Department of English
Student and Department News
Jeanine Kerridge

The Professors [at UE] are amazing.

-Jeanine Kerridge

Jeanine Kerridge's advice to all high school students who think college is not in the cards for them is to not rule out anything. "Don't pass it up," the former English major says. "Investigate your options, check out the Internet, go to College fairs. It can open so many opportunities for you."

Kerridge, who was the first in her family to graduate from college, now works for the Indiana State Senate in Indianapolis for Senators Tom Weatherwax and Mike Young. She was raised in Evansville and graduated from the University of Evansville in May 2000 with a double major in English and creative writing.

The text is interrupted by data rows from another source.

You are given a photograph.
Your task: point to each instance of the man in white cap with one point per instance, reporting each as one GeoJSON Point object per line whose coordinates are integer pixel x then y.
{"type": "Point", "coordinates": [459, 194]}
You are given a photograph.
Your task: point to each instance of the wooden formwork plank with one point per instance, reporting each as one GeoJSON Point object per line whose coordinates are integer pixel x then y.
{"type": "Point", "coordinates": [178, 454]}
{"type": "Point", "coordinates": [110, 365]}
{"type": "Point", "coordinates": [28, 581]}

Kerridge's potential came to the surface in one of Dr. John Haegert's courses in American literature. "Not only was she a superb commentator on literary works in the classroom," said Haegert, "she was also an elegant writer and promising scholar." Consequently, Dr. Haegert asked Kerridge if she would like to expand her ideas on American fiction, especially the treatment of female characters, into a year-long undergraduate research project. After handily succeeding in the grant competition, she eventually produced a seventy page thesis entitled "Immaculate Misconceptions: The New Woman in Modern American Fiction" -- a proto-feminist study of changing conceptions of female gender in Hawthorne, Fitzgerald, and Nabokov that Dr. Haegert characterizes as "splendid." The result of this enterprise was that she was invited to present portions of her research at both the Regional Conference on Undergraduate Research at Butler University and at the Annual National Conference on Undergraduate Research held her senior year at the University of Montana.

Kerridge said that had she not attended college, she probably would not have had the opportunity to study for a year abroad at the University of Cambridge in England. "I had always been in Evansville. I grew up in Evansville, went to school in Evansville (Harrison High School), went to college in Evansville, and I really wanted to get away and see some things," she said. "There's no better place to study English literature than at its source in England." She said it was important to her to have a different cultural experience and see a different perspective on life. While there she also met her husband, Paul, and returned to Evansville where they married in October of 2000.

Soon Kerridge will be going back to college -- to attend law school. So far, because of her 99th percentile ranking in her LSAT tests she has a large variety of choices of universities who have accepted her including Harvard Law School, Northwestern University, and Duke University Law School.

Working with the senate as a legislative assistant for the past year has piqued Kerridge's interest in the political process. Wherever she chooses to attend law school she plans to major in international law, she said.

"I probably wouldn't have had any of these experiences without attending college," she said.